Although they don't directly address the question you asked, you might find the Stepanov benchmark somewhat interesting. It deals only with a single language (C++) and programming with differing levels of abstraction within that language. I'd guess the higher levels of abstraction fit more closely with your idea of "practically expressive".
It defines levels from 0 to 12, starting from essentially C-like code using hand-written loops operating on pointers, and progressing to pre-written algorithms operating on iterators, etc.)
At one time, it was common to see penalties on the order of 2:1 (sometimes even more) for the higher levels of abstraction, even though it was carefully designed so a compiler should have been capable of producing the same output for all cases.
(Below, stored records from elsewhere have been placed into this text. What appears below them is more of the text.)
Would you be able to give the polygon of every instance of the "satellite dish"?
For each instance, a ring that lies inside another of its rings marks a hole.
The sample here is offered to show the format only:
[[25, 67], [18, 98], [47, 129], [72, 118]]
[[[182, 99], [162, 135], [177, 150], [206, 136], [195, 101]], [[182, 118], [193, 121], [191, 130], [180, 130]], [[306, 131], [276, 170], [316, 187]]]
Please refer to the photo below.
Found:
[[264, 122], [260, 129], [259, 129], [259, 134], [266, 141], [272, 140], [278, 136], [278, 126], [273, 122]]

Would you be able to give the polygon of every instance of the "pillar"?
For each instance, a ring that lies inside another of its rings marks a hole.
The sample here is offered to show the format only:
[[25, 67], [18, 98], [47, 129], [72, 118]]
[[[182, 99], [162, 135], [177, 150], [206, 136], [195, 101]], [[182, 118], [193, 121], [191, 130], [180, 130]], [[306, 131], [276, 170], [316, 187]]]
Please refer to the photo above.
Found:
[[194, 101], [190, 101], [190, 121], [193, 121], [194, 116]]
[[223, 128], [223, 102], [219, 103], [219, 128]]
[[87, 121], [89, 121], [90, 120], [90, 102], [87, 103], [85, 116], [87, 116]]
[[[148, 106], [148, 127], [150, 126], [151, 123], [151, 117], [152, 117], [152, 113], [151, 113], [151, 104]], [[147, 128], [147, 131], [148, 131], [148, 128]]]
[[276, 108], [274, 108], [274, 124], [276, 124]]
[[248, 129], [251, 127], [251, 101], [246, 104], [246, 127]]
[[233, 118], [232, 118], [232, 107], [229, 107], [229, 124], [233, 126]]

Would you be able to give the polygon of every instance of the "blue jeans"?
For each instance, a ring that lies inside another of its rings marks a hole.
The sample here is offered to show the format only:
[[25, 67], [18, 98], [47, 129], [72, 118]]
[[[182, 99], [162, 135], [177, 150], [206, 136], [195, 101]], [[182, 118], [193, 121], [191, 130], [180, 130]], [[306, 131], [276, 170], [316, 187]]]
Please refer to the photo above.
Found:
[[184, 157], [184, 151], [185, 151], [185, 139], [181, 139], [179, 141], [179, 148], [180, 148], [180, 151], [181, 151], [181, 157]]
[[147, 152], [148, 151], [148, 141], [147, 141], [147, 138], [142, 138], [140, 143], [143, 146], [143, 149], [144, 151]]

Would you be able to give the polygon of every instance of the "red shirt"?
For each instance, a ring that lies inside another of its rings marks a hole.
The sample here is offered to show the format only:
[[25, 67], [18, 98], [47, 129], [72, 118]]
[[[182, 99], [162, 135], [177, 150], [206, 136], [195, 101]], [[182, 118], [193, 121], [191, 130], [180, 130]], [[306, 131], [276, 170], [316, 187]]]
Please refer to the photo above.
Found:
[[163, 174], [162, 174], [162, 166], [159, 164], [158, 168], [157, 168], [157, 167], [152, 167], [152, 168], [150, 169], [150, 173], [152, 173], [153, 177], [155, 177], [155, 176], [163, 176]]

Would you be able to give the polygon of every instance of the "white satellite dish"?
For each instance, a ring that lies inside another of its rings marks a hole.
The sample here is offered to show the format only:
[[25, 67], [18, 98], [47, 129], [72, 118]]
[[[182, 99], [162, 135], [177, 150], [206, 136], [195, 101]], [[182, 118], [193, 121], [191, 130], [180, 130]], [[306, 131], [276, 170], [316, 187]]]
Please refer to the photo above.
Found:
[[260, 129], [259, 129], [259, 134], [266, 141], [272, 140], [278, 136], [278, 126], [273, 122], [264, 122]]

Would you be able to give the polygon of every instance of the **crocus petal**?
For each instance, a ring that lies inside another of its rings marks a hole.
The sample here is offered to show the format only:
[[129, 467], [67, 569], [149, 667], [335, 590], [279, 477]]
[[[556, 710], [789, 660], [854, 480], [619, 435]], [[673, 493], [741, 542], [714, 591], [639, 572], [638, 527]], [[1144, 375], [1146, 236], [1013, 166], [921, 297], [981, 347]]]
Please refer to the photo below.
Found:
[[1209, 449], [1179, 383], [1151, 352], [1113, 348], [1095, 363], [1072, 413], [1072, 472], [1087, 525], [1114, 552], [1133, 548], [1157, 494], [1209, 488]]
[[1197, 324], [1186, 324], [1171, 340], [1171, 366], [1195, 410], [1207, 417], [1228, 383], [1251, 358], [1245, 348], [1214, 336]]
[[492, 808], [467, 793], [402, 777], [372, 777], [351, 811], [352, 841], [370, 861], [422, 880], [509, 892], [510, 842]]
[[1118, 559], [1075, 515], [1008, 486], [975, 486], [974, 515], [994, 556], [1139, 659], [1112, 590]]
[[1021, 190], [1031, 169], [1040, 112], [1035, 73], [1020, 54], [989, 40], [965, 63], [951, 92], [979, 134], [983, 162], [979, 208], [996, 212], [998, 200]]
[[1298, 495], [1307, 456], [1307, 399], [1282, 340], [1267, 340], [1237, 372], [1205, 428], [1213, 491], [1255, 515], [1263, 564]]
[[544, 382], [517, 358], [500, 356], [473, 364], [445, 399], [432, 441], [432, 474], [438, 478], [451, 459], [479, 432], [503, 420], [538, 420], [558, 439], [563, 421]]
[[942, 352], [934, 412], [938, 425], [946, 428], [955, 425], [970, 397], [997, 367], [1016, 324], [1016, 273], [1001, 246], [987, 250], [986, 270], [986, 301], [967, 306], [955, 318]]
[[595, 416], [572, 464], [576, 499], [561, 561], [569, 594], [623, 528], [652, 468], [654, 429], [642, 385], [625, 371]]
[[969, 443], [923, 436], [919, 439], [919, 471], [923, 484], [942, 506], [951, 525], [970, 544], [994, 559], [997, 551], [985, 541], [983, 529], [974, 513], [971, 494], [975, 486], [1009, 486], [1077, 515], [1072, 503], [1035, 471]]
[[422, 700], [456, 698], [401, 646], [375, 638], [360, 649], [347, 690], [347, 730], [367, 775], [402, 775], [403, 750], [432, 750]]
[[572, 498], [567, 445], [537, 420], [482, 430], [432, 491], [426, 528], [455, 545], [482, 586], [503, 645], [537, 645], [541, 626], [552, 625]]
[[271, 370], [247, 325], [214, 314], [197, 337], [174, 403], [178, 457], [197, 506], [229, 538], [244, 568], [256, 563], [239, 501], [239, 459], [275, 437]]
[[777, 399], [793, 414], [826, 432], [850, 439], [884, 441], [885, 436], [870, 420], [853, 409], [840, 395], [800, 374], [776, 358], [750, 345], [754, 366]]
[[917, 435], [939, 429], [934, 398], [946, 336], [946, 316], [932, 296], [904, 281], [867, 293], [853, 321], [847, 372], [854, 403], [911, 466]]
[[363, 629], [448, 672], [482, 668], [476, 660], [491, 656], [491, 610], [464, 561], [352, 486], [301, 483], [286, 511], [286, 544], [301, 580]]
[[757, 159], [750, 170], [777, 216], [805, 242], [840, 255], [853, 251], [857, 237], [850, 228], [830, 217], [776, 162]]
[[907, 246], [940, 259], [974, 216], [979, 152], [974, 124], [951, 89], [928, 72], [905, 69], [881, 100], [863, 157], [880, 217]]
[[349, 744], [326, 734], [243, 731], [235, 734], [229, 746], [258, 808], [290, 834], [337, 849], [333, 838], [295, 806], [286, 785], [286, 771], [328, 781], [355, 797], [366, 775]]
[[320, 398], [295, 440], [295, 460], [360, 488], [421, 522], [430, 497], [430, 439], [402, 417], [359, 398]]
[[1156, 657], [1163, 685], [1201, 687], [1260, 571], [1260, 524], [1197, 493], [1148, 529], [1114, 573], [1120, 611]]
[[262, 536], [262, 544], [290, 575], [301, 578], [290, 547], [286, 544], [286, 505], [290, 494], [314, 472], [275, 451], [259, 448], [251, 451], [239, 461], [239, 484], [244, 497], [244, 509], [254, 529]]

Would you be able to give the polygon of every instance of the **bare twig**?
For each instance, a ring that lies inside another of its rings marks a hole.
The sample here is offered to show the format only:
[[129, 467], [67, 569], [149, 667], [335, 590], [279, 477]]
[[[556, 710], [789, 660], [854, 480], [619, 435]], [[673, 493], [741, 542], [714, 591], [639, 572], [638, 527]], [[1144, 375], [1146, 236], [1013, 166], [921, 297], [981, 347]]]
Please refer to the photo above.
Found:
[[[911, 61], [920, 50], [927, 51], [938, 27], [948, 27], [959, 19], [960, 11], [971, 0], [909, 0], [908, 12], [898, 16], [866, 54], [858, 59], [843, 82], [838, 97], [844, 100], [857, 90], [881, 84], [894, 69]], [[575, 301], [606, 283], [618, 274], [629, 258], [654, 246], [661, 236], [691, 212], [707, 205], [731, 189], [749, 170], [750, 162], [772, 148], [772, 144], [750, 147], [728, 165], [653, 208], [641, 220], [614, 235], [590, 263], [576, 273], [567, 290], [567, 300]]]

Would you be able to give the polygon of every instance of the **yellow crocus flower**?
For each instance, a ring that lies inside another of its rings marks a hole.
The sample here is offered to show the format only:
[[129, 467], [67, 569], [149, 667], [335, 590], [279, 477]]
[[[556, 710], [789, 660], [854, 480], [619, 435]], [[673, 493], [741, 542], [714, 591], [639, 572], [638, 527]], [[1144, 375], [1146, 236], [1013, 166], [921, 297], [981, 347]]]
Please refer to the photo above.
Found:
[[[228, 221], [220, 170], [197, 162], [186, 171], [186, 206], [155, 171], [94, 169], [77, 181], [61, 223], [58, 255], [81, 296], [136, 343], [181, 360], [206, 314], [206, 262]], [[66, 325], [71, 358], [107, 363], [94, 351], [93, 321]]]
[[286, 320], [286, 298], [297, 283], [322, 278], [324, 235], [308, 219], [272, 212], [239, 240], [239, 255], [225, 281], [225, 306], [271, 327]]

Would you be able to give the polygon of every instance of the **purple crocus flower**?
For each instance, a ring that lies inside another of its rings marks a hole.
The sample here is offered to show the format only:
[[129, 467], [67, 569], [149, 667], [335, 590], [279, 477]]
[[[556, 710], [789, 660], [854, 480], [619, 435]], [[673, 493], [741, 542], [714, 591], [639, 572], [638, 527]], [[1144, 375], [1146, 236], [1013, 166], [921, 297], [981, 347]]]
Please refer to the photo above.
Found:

With most modern compilers, that's exactly what you get. You need to increase the number of iterations to get meaningful results (e.g., changing ::iterations
from 25000 to 500000). With that change, and a modern compiler with optimization enabled, you can pretty much count on a ratio of 1.0 for every level of abstraction it defines. Depending a bit on some luck, you might even see the higher abstraction levels executing minutely faster than the lower ones (I've seen it, though I'm pretty sure it wasn't meaningful).
While this doesn't directly address the question of one language versus another, it does hint at the idea that expressiveness doesn't have to carry a penalty. At the same time, it's probably worth adding that even the most abstract code in this benchmark is fairly verbose compared to, say, Perl.